These here lads is working class, y'all, 'n if'n ya doubt, just take a gander at the photos in the liner. Pure-dee sons of the sod and prairie dogs lookin' fer a…well, hell, actually, they hail from Maine not Wyoming, but if you think the mid-West is any wilder than Maine, then you ain't been there, buddy. Not surprising at all to me (a son of various small towns, Massachusetts) that such environs would yield an alt-roots ensemble like this one. Land starts with the entrancingly mellifluous Blue Ridge Parkway, a spirited folk shuffle featuring another of the Mallett clan, David, sitting in until Farmer's Tan kicks things up into a higher gear, rollicking like rockers just getting down to a serious weekend's heelkicking session after Friday workshift's end.

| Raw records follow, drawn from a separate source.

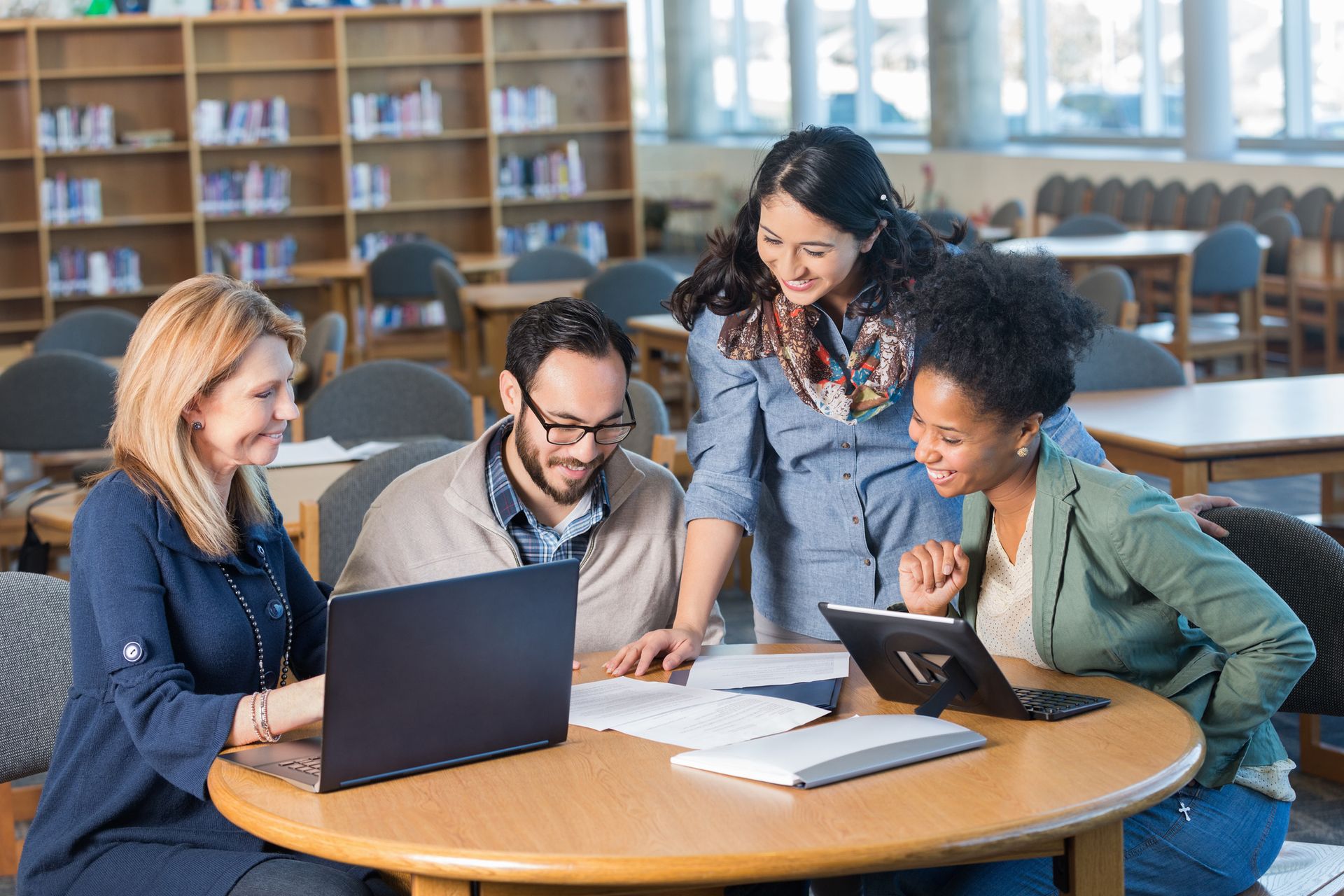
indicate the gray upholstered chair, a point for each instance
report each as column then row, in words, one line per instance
column 1050, row 202
column 402, row 272
column 324, row 354
column 1202, row 207
column 388, row 400
column 102, row 332
column 1237, row 204
column 34, row 680
column 1273, row 199
column 550, row 262
column 1168, row 207
column 1108, row 198
column 1089, row 225
column 1120, row 360
column 632, row 289
column 1110, row 289
column 81, row 386
column 651, row 416
column 331, row 524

Will and Luke Mallett are sons of famed folker David Mallett—a singer-player-composer favored by Pete Seeger, Arlo Guthrie, Alison Krauss, Emmylou Harris, and many others—but, interestingly, it was bassist Nick Leen who actually caused the ensemble to form after crashing on Nick & Luke's couch, jamming with 'em between sleep sessions. That had to have been a happenstance etched in the stars 'cause every one of these six gents is a consummate musician and singer ('ceptin' Leen, who don't do no warblin'), tighter-than-tight pickers 'n grinners who bring forward a number of strains of Americana, from the Allman Bros. and Doobies at their early rip-roaringest up to cats like Colin Linden and Steve Dawson, over to Poco and David Bromberg, then back to Doc Watson and country's earliest genesis.
I'm dead serious. This is really fine music and has evoked yelps of delight from many critics coast to coast. In fact, I'll be shocked if The Mallett Bros. don't step to the head of the pack along with a number of barnburners currently holding sway. Land is their third disc but sounds like their 20th, well-aged, knowing, and 100% convincing. Haven't a clue who the trade-offs are in the lead vocals, as the liner notes don't elucidate (dang it!), but one of the cats possesses a gritty voice carrying tangs of one of my old faves: Ron Koss from Savage Grace (the 70s band, not the 80s punk/power/metal speedsters) mixed with a little Dennis Locorriere (Dr. Hook) and others. Regardless, this is a band aflame, people. There are great ballads and all that, but when they light into things with hooch 'n hellfire, ya better have yer asbestos overcoat handy.